From a microbiome perspective, this study underscores the iron-dependent ecological shifts that may select for siderophilic pathobionts. The iron overload and pro-oxidative milieu likely fosters the expansion of iron-requiring microbial taxa, potentially including Escherichia, Enterobacter, and Fusobacterium, known to be enriched in some endometriosis microbiome signatures. While microbial profiling was not performed, the metallomic dysregulation described supports the hypothesis that iron availability is a crucial factor in shaping pathogenic microbial communities in endometriosis.

What are the greatest implications of this study?

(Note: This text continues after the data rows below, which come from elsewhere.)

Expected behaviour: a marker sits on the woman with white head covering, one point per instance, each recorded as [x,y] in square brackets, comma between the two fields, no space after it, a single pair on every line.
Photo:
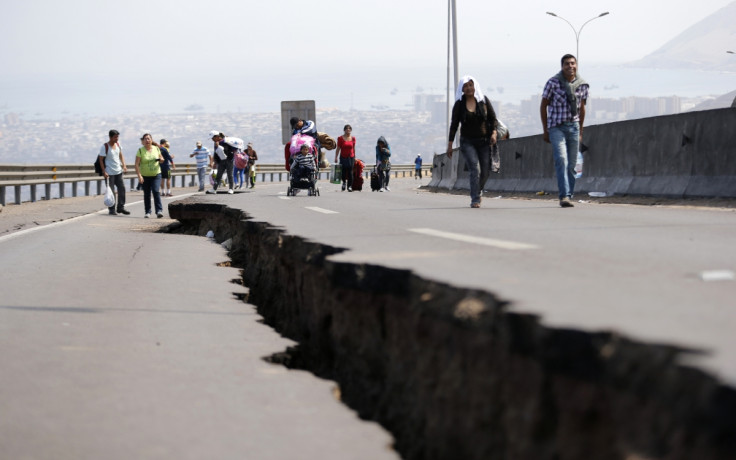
[478,133]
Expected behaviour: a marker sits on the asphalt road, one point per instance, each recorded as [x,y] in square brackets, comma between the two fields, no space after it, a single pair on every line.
[157,359]
[120,343]
[656,274]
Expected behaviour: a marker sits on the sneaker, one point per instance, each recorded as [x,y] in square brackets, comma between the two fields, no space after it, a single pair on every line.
[566,203]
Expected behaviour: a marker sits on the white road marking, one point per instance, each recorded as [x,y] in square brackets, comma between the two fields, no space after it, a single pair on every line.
[717,275]
[322,210]
[502,244]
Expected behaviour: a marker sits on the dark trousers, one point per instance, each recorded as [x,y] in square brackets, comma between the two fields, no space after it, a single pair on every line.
[152,184]
[222,167]
[117,182]
[384,172]
[346,164]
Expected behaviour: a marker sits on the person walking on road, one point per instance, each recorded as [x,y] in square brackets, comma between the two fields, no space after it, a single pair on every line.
[166,167]
[478,133]
[224,157]
[113,167]
[563,112]
[346,153]
[148,161]
[383,163]
[204,158]
[252,158]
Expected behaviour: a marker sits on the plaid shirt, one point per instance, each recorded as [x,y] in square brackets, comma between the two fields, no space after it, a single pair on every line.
[558,110]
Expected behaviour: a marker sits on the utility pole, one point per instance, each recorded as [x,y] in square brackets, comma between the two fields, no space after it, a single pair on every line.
[451,50]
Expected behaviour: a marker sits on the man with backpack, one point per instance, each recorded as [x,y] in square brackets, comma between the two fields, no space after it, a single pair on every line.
[113,167]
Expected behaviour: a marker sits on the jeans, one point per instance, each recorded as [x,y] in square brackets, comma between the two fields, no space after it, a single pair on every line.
[384,172]
[117,182]
[201,174]
[152,184]
[222,166]
[346,164]
[477,155]
[565,140]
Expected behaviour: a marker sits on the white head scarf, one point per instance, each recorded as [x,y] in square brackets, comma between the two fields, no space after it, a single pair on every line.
[465,79]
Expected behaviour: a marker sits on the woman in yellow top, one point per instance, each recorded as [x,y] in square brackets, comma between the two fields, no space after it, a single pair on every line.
[148,161]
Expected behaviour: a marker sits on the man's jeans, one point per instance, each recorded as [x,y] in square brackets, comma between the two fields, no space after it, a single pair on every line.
[201,173]
[565,139]
[477,155]
[222,167]
[116,182]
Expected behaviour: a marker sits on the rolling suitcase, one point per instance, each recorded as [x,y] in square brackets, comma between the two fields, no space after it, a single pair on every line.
[375,181]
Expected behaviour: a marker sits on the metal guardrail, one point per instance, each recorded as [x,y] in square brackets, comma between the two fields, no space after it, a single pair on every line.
[58,176]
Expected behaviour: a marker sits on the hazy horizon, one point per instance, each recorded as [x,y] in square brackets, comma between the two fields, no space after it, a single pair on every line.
[92,57]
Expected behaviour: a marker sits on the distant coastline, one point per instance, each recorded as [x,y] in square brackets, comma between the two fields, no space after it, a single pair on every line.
[63,98]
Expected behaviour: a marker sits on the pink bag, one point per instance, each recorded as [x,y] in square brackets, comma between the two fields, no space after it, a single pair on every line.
[297,140]
[241,160]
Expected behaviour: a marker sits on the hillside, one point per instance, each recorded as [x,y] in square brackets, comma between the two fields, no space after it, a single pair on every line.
[702,46]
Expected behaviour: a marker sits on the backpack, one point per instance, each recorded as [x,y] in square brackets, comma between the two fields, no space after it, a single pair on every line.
[98,169]
[241,160]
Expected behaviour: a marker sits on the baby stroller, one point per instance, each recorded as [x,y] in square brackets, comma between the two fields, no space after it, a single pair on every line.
[304,169]
[358,175]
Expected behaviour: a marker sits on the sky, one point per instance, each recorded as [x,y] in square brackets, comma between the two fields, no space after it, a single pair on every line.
[287,48]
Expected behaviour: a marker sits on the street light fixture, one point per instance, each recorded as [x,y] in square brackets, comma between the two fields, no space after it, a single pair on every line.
[578,31]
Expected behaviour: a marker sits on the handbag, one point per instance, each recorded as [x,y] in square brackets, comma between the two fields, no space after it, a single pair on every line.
[109,197]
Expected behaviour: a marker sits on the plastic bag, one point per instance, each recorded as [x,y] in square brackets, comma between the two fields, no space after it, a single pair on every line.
[579,166]
[109,198]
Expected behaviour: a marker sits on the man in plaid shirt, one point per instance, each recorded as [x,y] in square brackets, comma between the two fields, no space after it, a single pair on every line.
[563,113]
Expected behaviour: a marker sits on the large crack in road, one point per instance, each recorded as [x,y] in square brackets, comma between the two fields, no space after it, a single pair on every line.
[455,373]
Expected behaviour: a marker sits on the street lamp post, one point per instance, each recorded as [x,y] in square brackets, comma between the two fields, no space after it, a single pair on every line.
[577,32]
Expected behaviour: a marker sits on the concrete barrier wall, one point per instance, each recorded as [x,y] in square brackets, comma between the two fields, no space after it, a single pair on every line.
[690,154]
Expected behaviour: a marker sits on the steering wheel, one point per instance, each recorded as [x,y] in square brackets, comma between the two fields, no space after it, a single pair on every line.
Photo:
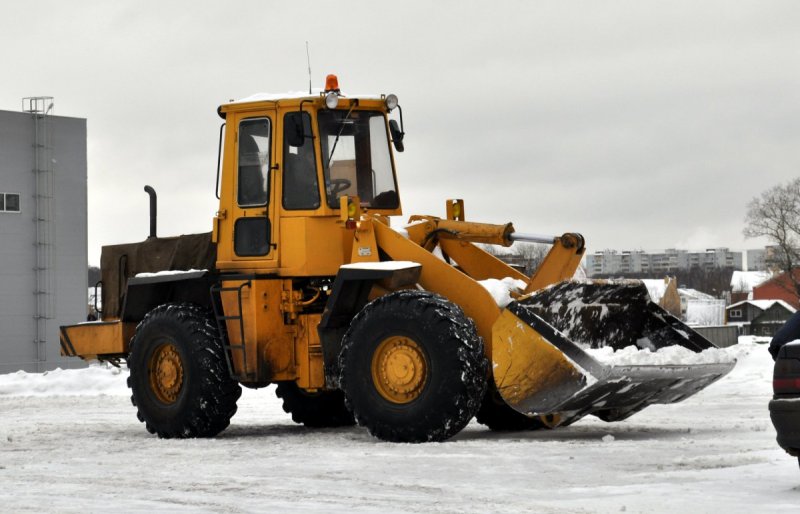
[338,185]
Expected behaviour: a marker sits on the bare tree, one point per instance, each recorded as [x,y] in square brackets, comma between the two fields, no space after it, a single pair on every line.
[775,215]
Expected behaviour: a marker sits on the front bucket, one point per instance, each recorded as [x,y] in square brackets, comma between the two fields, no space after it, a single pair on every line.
[550,353]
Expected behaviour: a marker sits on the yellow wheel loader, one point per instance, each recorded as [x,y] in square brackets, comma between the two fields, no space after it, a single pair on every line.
[303,283]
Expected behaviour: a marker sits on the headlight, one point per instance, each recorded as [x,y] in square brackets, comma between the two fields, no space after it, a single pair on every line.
[331,100]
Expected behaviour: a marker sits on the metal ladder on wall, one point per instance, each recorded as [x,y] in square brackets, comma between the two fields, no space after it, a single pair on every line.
[222,326]
[40,108]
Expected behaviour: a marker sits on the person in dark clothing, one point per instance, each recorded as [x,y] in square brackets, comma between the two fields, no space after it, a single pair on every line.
[790,331]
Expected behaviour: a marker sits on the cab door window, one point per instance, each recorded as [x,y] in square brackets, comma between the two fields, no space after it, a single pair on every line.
[251,231]
[254,159]
[300,184]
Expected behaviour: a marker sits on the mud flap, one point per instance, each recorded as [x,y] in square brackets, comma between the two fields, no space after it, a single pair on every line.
[538,370]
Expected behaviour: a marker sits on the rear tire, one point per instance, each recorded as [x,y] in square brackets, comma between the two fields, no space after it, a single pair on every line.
[413,368]
[497,415]
[178,377]
[315,410]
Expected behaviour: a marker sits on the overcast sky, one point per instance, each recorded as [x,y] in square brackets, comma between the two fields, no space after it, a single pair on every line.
[639,124]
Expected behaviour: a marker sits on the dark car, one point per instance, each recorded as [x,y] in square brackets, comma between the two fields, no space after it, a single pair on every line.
[784,409]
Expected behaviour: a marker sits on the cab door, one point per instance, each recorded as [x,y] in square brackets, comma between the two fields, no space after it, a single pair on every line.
[253,209]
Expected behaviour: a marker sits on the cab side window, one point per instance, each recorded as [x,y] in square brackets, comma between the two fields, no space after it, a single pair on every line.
[300,184]
[254,159]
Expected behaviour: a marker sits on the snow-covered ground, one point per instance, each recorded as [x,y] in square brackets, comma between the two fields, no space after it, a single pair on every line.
[70,442]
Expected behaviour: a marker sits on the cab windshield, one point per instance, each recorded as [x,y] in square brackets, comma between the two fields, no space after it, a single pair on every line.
[355,158]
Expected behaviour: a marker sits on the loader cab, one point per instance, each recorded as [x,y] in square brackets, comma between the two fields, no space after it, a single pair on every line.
[286,162]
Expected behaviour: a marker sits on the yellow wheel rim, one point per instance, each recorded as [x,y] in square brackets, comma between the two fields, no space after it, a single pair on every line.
[399,369]
[166,373]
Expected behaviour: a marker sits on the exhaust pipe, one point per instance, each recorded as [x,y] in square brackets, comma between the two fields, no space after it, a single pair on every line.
[153,211]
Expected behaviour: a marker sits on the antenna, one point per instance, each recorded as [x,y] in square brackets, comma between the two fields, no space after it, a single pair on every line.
[308,59]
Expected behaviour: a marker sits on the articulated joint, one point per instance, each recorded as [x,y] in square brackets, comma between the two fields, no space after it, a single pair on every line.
[573,240]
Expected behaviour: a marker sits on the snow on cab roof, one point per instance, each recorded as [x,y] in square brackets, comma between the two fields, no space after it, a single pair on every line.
[763,304]
[293,95]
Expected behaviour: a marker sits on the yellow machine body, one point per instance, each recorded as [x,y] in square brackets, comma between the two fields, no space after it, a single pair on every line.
[274,290]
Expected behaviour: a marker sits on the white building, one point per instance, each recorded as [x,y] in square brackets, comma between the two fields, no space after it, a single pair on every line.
[670,260]
[43,268]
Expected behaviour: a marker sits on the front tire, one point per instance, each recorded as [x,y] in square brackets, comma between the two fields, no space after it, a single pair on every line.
[413,367]
[178,377]
[322,409]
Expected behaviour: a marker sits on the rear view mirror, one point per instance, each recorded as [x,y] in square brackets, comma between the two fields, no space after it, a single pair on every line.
[293,130]
[397,135]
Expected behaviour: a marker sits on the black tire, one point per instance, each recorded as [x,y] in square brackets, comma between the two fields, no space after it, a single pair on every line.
[444,397]
[178,376]
[315,410]
[498,416]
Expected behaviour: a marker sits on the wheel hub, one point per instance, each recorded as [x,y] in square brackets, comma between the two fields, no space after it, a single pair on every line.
[166,373]
[399,369]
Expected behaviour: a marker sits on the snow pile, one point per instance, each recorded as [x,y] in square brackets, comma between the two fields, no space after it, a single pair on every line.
[670,355]
[97,379]
[501,289]
[168,273]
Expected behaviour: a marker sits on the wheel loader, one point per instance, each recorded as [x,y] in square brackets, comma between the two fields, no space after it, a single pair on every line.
[304,283]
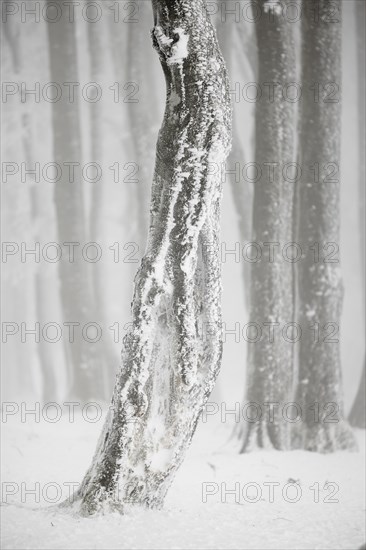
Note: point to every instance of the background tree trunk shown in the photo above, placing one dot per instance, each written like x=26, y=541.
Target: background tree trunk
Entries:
x=172, y=353
x=270, y=363
x=107, y=358
x=242, y=191
x=320, y=287
x=70, y=211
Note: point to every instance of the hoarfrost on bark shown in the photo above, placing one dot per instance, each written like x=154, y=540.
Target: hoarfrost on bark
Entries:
x=169, y=362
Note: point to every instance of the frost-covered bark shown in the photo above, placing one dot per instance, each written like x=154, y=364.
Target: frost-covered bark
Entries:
x=107, y=358
x=75, y=292
x=241, y=189
x=320, y=287
x=172, y=354
x=142, y=118
x=270, y=365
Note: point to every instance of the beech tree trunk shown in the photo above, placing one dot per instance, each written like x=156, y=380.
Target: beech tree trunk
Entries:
x=172, y=353
x=357, y=415
x=241, y=189
x=320, y=287
x=270, y=360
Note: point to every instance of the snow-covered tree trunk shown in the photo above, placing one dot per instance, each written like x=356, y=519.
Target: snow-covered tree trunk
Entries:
x=75, y=285
x=320, y=287
x=107, y=357
x=142, y=119
x=172, y=354
x=270, y=360
x=357, y=416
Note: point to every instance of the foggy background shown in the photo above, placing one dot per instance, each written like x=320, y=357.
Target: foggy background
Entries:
x=132, y=88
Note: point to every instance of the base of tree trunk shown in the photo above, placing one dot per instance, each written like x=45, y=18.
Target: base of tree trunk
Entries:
x=266, y=435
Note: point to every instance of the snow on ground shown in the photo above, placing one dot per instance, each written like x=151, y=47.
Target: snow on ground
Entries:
x=198, y=514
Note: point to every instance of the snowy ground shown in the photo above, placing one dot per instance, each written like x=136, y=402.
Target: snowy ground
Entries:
x=58, y=454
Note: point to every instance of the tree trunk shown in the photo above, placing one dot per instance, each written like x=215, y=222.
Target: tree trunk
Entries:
x=69, y=201
x=172, y=353
x=320, y=287
x=241, y=190
x=357, y=415
x=270, y=360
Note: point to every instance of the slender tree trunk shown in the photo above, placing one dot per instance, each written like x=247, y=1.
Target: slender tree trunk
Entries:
x=270, y=360
x=320, y=287
x=107, y=358
x=69, y=201
x=172, y=354
x=357, y=415
x=241, y=190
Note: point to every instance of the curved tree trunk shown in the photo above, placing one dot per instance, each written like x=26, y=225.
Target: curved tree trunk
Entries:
x=172, y=353
x=241, y=190
x=320, y=287
x=270, y=360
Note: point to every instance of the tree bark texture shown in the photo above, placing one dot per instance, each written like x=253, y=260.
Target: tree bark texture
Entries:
x=270, y=360
x=320, y=287
x=172, y=354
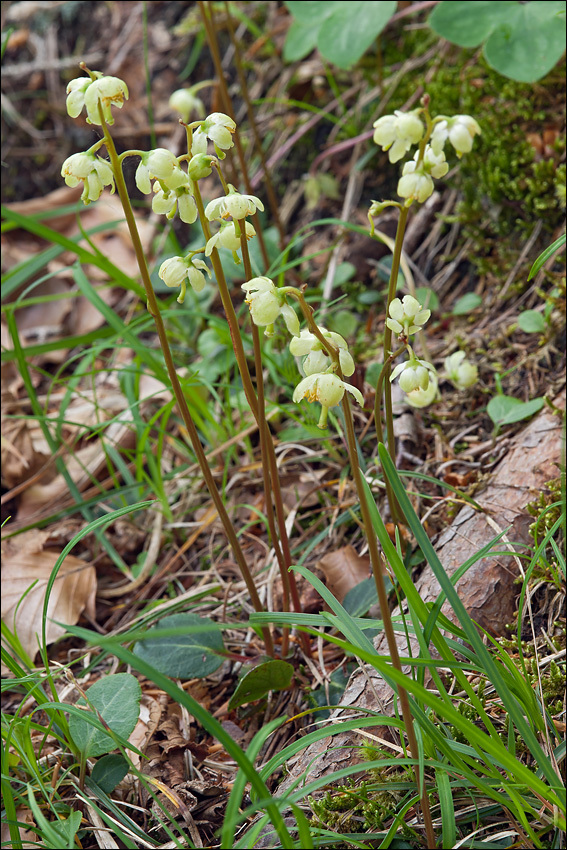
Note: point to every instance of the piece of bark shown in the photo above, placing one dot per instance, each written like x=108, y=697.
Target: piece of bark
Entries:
x=487, y=589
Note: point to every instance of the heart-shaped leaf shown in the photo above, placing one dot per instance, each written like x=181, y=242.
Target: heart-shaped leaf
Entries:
x=523, y=41
x=191, y=655
x=117, y=699
x=269, y=676
x=505, y=410
x=342, y=31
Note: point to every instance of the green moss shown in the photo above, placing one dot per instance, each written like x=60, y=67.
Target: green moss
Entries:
x=514, y=176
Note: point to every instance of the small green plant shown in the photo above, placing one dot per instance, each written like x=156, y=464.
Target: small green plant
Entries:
x=444, y=751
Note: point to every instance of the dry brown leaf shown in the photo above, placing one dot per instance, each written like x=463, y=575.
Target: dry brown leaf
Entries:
x=25, y=562
x=344, y=569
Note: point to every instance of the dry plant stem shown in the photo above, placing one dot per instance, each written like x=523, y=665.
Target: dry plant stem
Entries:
x=176, y=386
x=274, y=205
x=387, y=620
x=227, y=103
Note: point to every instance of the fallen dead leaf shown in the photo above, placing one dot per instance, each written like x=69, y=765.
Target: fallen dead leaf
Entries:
x=26, y=563
x=344, y=569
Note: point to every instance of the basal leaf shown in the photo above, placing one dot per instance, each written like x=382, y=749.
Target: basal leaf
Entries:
x=109, y=771
x=194, y=654
x=505, y=410
x=269, y=676
x=117, y=699
x=523, y=41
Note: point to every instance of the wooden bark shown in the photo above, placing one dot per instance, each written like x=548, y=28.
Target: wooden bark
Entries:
x=488, y=589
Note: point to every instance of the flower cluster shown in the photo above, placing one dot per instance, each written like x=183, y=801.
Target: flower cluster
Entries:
x=95, y=173
x=399, y=132
x=178, y=271
x=90, y=92
x=266, y=303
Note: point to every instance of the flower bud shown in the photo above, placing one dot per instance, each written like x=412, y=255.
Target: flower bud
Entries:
x=461, y=372
x=407, y=316
x=108, y=91
x=200, y=166
x=186, y=103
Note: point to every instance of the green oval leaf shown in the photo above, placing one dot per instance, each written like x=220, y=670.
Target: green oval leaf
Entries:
x=531, y=322
x=505, y=410
x=117, y=699
x=109, y=771
x=342, y=30
x=269, y=676
x=523, y=41
x=352, y=27
x=193, y=654
x=466, y=304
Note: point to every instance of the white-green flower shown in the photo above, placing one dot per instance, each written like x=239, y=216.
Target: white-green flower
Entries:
x=461, y=372
x=398, y=132
x=93, y=171
x=217, y=127
x=234, y=204
x=413, y=375
x=163, y=165
x=266, y=303
x=185, y=101
x=226, y=238
x=317, y=360
x=176, y=271
x=327, y=389
x=109, y=91
x=460, y=130
x=76, y=95
x=175, y=200
x=416, y=183
x=407, y=316
x=423, y=398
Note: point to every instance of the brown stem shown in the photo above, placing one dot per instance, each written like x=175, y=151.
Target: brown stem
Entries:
x=154, y=310
x=386, y=617
x=274, y=205
x=227, y=103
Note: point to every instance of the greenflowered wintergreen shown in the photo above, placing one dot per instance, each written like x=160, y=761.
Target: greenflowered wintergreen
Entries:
x=234, y=204
x=160, y=163
x=317, y=359
x=228, y=237
x=407, y=316
x=217, y=127
x=200, y=166
x=169, y=201
x=460, y=371
x=90, y=169
x=108, y=91
x=416, y=183
x=186, y=102
x=177, y=271
x=398, y=132
x=423, y=398
x=76, y=95
x=327, y=389
x=266, y=303
x=414, y=374
x=460, y=130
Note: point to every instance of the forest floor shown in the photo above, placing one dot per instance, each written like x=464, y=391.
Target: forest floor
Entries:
x=468, y=252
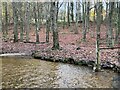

This study provides compelling evidence that iron-binding proteins—particularly ferritin and lactoferrin—play a localized and differential role in the progression of endometriosis. The findings suggest that peritoneal fluid iron metabolism, and especially the ferritin-to-lactoferrin balance, may be a critical axis of disease progression and potentially a therapeutic target. The study introduces the peritoneal fluid/plasma concentration ratio as a novel diagnostic parameter, offering a more granular assessment than conventional plasma markers. The declining lactoferrin ratio and increasing ferritin ratio with disease severity may signal a transition from iron sequestration and immune modulation toward iron-driven oxidative stress and tissue damage. This may serve as a foundation for the development of metallome-targeted diagnostics and therapies, including exogenous lactoferrin supplementation, which the authors suggest could restore iron balance in advanced disease stages. These findings also have implications for understanding how iron dysregulation may foster microbial dysbiosis, providing a mechanistic link between host iron metabolism and the pathophysiological selection of microbial communities in endometriosis.